MATTEO SALVINI SEQUESTRO /1 – LE TOGHE ROSSE
«Pd, grillini e toghe rosse si sono alleati per trasformare l’Italia come la Turchia, con i partiti che diventano fuorilegge a colpi di sentenze – ha detto Salvini nella conferenza stampa di oggi -. Due facce della stessa medaglia giustizialista che se ne frega della democrazia e della volontà dei cittadini». Avete capito bene: le toghe rosse. Siamo ai livelli, insomma, del miglior Silvio Berlusconi.
MATTEO SALVINI SEQUESTRO /2 – L’ATTACCO POLITICO DEI MAGISTRATI
Così come appare vagamente di berlusconiana memoria quel «faremo ricorso contro questo attacco politico» tuonato sempre davanti ai microfoni dei giornalisti. Quando, insomma, gli atti della magistratura mettono in difficoltà un partito, non c’è altra soluzione se non quella di agitare lo spauracchio della democrazia malata e del vulnus dei giudici che interferiscono con l’attività politica.
MATTEO SALVINI SEQUESTRO /3 – «NON SIAMO PIÙ QUELLI CHE HANNO SBAGLIATO»
«Noi non siamo più quelli che hanno sbagliato». La terza giustificazione usata dal leader del Carroccio in questi giorni suona più o meno così. Ma fu proprio lui, il 3 aprile 2012 (giorno in cui la Guardia di Finanza entrò in via Bellerio), da direttore di Radio Padania, a dire a tutti, via microfono, che «per Umberto (Bossi) metto la mano sul fuoco». Da lì a rinnegare il passato, poi, è stato un attimo. Certo, il precipitare degli eventi ha fatto sì che fosse più facile staccarsi dai simboli storici del partito e fu proprio Salvini il «rottamatore» a proporre un nuovo progetto di Lega. Ma dire «non siamo più quelli che hanno sbagliato» per uno che, all’epoca dei fatti, già rivestiva ruoli di rilievo nell’ambito del partito suona come una forzatura.
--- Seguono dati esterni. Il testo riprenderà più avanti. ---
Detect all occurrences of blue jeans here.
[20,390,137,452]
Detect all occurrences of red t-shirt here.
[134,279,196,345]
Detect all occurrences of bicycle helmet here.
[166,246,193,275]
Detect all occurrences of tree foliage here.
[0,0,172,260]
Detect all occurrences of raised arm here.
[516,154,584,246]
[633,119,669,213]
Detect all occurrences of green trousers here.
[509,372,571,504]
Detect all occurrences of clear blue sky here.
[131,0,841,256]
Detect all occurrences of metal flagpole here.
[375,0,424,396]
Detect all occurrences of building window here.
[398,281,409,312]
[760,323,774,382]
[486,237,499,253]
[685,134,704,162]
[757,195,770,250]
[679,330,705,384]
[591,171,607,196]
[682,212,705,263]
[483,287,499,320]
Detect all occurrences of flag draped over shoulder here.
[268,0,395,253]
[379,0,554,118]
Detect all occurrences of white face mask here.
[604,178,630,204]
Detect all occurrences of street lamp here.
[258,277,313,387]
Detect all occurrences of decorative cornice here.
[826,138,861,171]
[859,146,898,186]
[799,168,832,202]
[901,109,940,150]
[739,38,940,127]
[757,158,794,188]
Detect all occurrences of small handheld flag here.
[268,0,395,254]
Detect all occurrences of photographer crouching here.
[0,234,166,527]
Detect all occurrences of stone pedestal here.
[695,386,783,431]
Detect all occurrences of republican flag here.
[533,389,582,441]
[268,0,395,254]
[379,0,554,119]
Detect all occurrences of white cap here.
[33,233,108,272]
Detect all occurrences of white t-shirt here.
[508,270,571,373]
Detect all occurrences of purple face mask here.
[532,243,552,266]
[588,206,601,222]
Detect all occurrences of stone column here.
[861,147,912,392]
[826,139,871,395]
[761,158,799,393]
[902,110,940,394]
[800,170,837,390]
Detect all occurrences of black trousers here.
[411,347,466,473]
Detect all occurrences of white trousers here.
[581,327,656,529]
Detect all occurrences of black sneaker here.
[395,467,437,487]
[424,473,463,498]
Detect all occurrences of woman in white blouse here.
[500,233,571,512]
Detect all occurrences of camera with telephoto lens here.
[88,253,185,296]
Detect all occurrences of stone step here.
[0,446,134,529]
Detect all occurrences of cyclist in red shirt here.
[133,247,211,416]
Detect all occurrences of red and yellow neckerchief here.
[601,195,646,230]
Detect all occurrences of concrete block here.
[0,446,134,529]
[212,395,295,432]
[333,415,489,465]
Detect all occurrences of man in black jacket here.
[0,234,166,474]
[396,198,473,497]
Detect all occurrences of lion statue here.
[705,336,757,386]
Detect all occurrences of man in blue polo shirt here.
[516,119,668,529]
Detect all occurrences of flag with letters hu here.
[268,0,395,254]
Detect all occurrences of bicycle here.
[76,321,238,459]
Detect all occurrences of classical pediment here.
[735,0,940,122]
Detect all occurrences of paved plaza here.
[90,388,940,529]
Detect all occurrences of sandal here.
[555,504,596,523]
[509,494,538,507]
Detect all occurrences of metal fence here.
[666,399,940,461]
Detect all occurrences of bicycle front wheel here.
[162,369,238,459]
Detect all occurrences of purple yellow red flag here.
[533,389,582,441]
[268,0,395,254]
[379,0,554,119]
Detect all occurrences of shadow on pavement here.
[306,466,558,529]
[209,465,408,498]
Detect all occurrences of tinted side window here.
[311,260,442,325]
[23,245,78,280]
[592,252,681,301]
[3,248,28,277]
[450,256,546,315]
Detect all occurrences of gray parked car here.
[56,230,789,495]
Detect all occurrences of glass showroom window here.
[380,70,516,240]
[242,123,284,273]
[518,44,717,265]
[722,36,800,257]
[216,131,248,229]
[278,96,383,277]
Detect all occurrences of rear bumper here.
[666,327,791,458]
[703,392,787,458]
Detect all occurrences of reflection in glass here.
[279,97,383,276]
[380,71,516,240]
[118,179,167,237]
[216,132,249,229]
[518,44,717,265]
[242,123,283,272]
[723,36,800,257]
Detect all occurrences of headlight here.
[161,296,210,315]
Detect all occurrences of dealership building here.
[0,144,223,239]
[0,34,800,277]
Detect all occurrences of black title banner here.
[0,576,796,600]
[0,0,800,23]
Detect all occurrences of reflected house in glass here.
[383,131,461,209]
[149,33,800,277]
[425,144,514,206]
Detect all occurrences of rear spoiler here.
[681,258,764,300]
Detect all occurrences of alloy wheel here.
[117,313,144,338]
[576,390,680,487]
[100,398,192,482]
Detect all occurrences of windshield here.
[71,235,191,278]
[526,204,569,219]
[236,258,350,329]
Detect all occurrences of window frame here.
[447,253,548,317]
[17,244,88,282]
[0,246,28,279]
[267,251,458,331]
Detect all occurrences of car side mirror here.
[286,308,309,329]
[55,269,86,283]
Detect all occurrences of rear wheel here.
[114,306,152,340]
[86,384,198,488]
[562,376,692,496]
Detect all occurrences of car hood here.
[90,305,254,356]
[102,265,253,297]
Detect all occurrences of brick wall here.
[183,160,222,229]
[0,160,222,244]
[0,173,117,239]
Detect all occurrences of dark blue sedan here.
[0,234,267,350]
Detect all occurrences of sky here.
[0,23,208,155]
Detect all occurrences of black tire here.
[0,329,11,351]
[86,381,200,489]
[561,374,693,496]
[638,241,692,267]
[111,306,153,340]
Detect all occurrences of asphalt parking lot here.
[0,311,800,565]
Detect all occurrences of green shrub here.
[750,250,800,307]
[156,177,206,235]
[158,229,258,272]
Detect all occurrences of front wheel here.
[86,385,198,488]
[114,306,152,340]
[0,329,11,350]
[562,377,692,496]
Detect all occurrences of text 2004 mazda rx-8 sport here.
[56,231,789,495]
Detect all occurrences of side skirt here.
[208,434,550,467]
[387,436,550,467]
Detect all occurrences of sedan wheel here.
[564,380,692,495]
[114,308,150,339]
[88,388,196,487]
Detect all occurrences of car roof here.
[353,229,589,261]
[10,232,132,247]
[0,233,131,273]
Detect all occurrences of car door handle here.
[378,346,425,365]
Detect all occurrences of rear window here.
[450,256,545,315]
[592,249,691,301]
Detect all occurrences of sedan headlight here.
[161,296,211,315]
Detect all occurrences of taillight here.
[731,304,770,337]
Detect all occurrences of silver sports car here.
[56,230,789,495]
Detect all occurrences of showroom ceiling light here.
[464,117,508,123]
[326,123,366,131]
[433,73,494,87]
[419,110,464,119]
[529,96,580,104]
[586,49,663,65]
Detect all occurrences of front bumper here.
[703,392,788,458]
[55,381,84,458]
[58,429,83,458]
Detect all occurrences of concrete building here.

MATTEO SALVINI SEQUESTRO /4 – GLI ATTIVISTI E LA POLITICA A COSTO ZERO
«Gli attivisti ci aiuteranno e Pontida si farà lo stesso» è il quarto elemento a cui Salvini si sta aggrappando in queste ore frenetiche. La frase non ha toni drammatici e corrisponde a verità. La Lega è un partito che suscita tanto affetto tra i suoi «fidelizzati» che non esiteranno a mettersi le panche in spalla, a smuovere centinaia di volontari e a scrivere a mano gli striscioni per portare avanti la causa. Ma è una dichiarazione di facciata. Senza soldi non si cantano messe. Figuriamoci se si vincono le elezioni.